Mais se pencher sur “Le retour”, c’est surtout analyser ces deux enfants-héros. C’est leur rapport à la paternité dont il est question et la façon dont chacun s’y plie ou non. Le père est ici symbole d’autorité et c’est en réfléchissant les réactions des fils qu’on comprend le message.

Il y a d’abord l’aîné d’une servitude totale. Celui-ci recherche l’approbation du père et est sans doute favorisé par rapport à son cadet. Il encaisse coups et réprobations sans broncher, comme un animal de compagnie.
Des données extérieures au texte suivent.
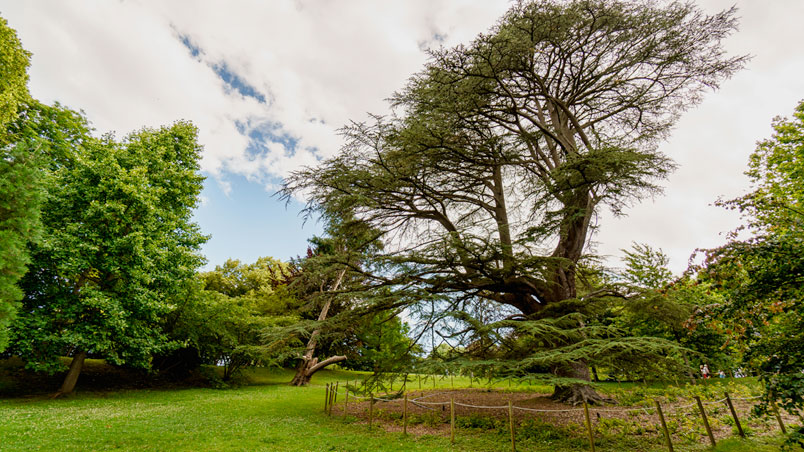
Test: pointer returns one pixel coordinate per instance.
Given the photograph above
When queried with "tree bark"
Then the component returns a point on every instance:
(308, 366)
(72, 375)
(576, 393)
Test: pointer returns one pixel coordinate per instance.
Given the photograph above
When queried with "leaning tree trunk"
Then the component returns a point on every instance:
(572, 239)
(72, 375)
(310, 365)
(576, 393)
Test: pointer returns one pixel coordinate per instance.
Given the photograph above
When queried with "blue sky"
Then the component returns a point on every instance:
(249, 223)
(269, 83)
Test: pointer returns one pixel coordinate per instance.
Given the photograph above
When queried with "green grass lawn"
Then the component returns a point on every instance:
(266, 415)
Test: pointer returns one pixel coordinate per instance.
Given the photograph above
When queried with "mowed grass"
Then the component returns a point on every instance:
(267, 415)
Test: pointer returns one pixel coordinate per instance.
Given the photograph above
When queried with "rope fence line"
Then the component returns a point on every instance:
(419, 402)
(333, 391)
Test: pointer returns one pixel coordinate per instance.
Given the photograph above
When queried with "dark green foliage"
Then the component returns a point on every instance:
(118, 241)
(486, 179)
(762, 278)
(20, 191)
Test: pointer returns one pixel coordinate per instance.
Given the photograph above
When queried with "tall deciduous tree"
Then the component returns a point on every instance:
(762, 278)
(488, 177)
(20, 193)
(117, 243)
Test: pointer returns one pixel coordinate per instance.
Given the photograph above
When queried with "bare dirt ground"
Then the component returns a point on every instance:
(429, 413)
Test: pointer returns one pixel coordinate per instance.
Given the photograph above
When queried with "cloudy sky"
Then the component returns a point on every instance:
(268, 83)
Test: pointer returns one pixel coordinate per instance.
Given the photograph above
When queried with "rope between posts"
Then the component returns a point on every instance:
(534, 410)
(482, 407)
(647, 410)
(746, 398)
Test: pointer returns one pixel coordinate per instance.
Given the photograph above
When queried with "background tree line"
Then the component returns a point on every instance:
(468, 209)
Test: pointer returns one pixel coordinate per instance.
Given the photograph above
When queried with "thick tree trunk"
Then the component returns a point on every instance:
(305, 371)
(72, 375)
(576, 393)
(309, 365)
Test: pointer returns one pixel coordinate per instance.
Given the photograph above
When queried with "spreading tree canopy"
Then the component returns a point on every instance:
(488, 176)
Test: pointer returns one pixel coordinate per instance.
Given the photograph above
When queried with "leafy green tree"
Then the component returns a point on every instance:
(118, 242)
(660, 305)
(332, 283)
(487, 178)
(762, 278)
(239, 301)
(382, 345)
(20, 191)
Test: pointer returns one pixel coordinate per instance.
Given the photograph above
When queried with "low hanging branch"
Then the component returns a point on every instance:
(310, 365)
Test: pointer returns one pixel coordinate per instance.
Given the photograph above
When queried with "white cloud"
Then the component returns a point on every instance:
(321, 63)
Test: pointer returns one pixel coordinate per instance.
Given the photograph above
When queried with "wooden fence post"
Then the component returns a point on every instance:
(664, 427)
(452, 420)
(511, 425)
(326, 400)
(371, 411)
(734, 415)
(778, 416)
(706, 421)
(405, 416)
(589, 426)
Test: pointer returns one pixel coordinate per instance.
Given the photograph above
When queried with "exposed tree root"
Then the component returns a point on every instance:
(577, 394)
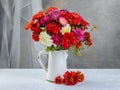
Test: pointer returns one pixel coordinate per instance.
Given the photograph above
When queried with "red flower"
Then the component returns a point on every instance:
(36, 27)
(29, 25)
(69, 39)
(80, 76)
(38, 15)
(88, 39)
(35, 36)
(70, 78)
(58, 80)
(53, 28)
(50, 9)
(77, 20)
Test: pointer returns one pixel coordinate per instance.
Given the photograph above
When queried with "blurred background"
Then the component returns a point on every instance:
(17, 50)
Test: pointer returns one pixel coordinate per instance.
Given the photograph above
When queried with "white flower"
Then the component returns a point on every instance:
(46, 39)
(66, 29)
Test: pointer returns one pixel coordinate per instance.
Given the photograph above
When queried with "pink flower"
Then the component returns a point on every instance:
(44, 20)
(55, 14)
(58, 80)
(79, 33)
(56, 39)
(63, 21)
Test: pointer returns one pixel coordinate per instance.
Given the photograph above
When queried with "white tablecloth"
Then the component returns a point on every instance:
(35, 79)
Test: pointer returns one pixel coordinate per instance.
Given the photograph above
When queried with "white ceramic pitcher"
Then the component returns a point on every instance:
(57, 63)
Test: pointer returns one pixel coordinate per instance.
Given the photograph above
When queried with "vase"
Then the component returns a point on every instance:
(57, 63)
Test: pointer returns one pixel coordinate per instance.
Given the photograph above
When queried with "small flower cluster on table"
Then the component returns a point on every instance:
(70, 78)
(60, 30)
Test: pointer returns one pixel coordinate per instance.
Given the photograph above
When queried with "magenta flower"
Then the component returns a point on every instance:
(56, 39)
(79, 33)
(63, 21)
(44, 20)
(55, 14)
Il se complaît dans chaque geste d’affection, même les plus tordus, et son obéissance est idiote et aveugle.

Puis il y a le plus jeune, en perpétuel conflit. Il conteste chaque fait et geste d’un patriarche dont la présence l’irrite. Il est d’ailleurs bien plus souvent puni que son frère de par son impertinence. Certes, son esprit critique est plus développé, a davantage de substance, mais il est aussi parfois insolent d’une manière un peu gratuite. Il n’en reste pas moins attachant et c’est à lui qu’on s’identifie le plus facilement dans ce retour impromptu.

Mais en dessinant le caractère de ces ados, on met le doigt sur un autre problème du long-métrage: le film est très schématique dans son approche des rapports humains, très marqué pour délivrer son message. On a souvent du mal à voir ce qui réunit les deux frères et il manque probablement à l’œuvre du liant pour imposer cette famille comme concrète. Deux caractères, deux personnages différents, mais probablement trop opposés pour les admettre comme issus d’une même éducation.

Le retour” ne manque pas de pertinence dans son approche des rapports humains mais on aurait aimé qu’il se fasse parfois moins symbolique pour donner un peu plus de rythme et de cohérence.